Apokalypsis

Poucas palavras despertam tanto fascínio e inquietação quanto apocalipse. Basta pronunciá-la para que surjam imagens de guerras, cidades destruídas, epidemias, catástrofes naturais ou do fim da civilização. Ao longo dos séculos, ela se tornou praticamente sinônimo de destruição. Curiosamente, essa nunca foi sua acepção original. A palavra deriva do grego apokalypsis e significa simplesmente revelação. Significa retirar o véu. Tornar visível aquilo que permanecia oculto.

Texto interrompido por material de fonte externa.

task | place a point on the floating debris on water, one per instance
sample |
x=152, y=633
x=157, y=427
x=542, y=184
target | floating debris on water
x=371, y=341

A destruição não era o centro da ideia; era apenas o instante em que verdades antes escondidas se tornavam impossíveis de ignorar. Talvez tenha sido justamente aí que nasceu o equívoco. As grandes revelações raramente são confortáveis. Quando um véu cai, dificilmente encontramos um mundo melhor do que imaginávamos. Encontramos um mundo mais complexo, mais contraditório e, muitas vezes, mais desconfortável. Ainda assim, enxergar continua sendo melhor do que permanecer iludido. Ao longo da história, quase toda geração acreditou viver tempos apocalípticos.
Houve quem enxergasse o fim do mundo nas guerras, nas epidemias, na ameaça nuclear, nas pandemias ou nas mudanças climáticas. Hoje, muitos o veem na inteligência artificial, outros na erosão das democracias, na polarização política ou na crescente instabilidade internacional. Talvez, porém, estejamos olhando para o lugar errado. Sempre imaginamos o apocalipse como um acontecimento futuro, um instante em que tudo termina. Talvez ele seja outra coisa. Talvez não marque o fim do mundo, mas o fim das ilusões com que aprendemos a enxergá-lo.
Durante décadas acreditamos que mais informação produziria mais conhecimento, que mais comunicação produziria mais compreensão e que a tecnologia aproximaria pessoas e culturas. Imaginamos que sociedades mais educadas e mais conectadas seriam também mais tolerantes. A realidade revelou-se mais complexa. Vivemos na época em que a humanidade mais se comunica e, paradoxalmente, talvez na época em que menos se escuta. As pessoas falam sem parar, mas quase sempre para quem já concorda com elas. As redes sociais multiplicaram as vozes, mas também multiplicaram as muralhas invisíveis.